We are now drawing near to the close of our outline of the general’s brilliant career. At the conclusion of the war in 1825, he was appointed prefect of the department of Potosi, with a population of 300,000 souls. He was going on prosperously in his labours of peace, in improving the condition of the natives, who had for three centuries been writhing under the most infamous oppression, when his health required that he should visit Europe. In October, 1825, he resigned his honourable office, and obtained leave of absence to return to his native country, bringing with him an unsolicited testimonial from Bolivar, of his heroism in the campaign of 1824. General Miller is now in England, and in circles where his merit is known, he is received with the highest respect.
In our hasty sketch, we have glanced at only a few of the difficulties with which General Miller was beset in his several enterprises in the cause of South American independence.

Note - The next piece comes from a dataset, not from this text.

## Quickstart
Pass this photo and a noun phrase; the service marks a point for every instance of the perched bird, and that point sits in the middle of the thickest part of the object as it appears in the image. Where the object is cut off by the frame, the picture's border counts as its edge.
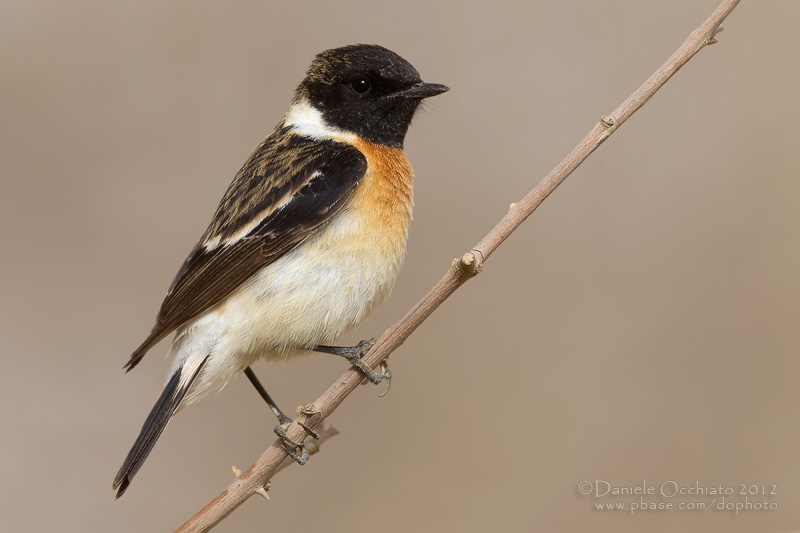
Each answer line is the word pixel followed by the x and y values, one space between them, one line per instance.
pixel 306 242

His career, though extending but to seven years, is one of unparalleled interest, as well to the general reader, as to the more calculating observer of the rise and progress of infant liberty. His exploits have none of the daring or bravado of mere adventures, but they are examples of sterling courage which have few parallels in the annals of modern warfare. On his quitting Potosi for England, it is mentioned that he was overwhelmed with testimonials of popular affection. We live in too advanced a state of refinement to appreciate the ecstasy which his labours in the great and glorious cause must have inspired among the native population of the scene of these exploits; but as a fellow-countryman, we have reason to be proud of his name, and of the high rank it will hereafter occupy in the records of human character. He has laid the foundation of the happiness of thousands, and sincerely do we wish that he may yet live many years to witness the successful progress of the cause to which he has so gloriously contributed.
We recommend such of our readers as take interest in genuine records of glowing patriotism, to turn to general Miller’s “Memoirs”—for such volumes of exhaustless variety and importance are seldom met with in these days of flimsy literature.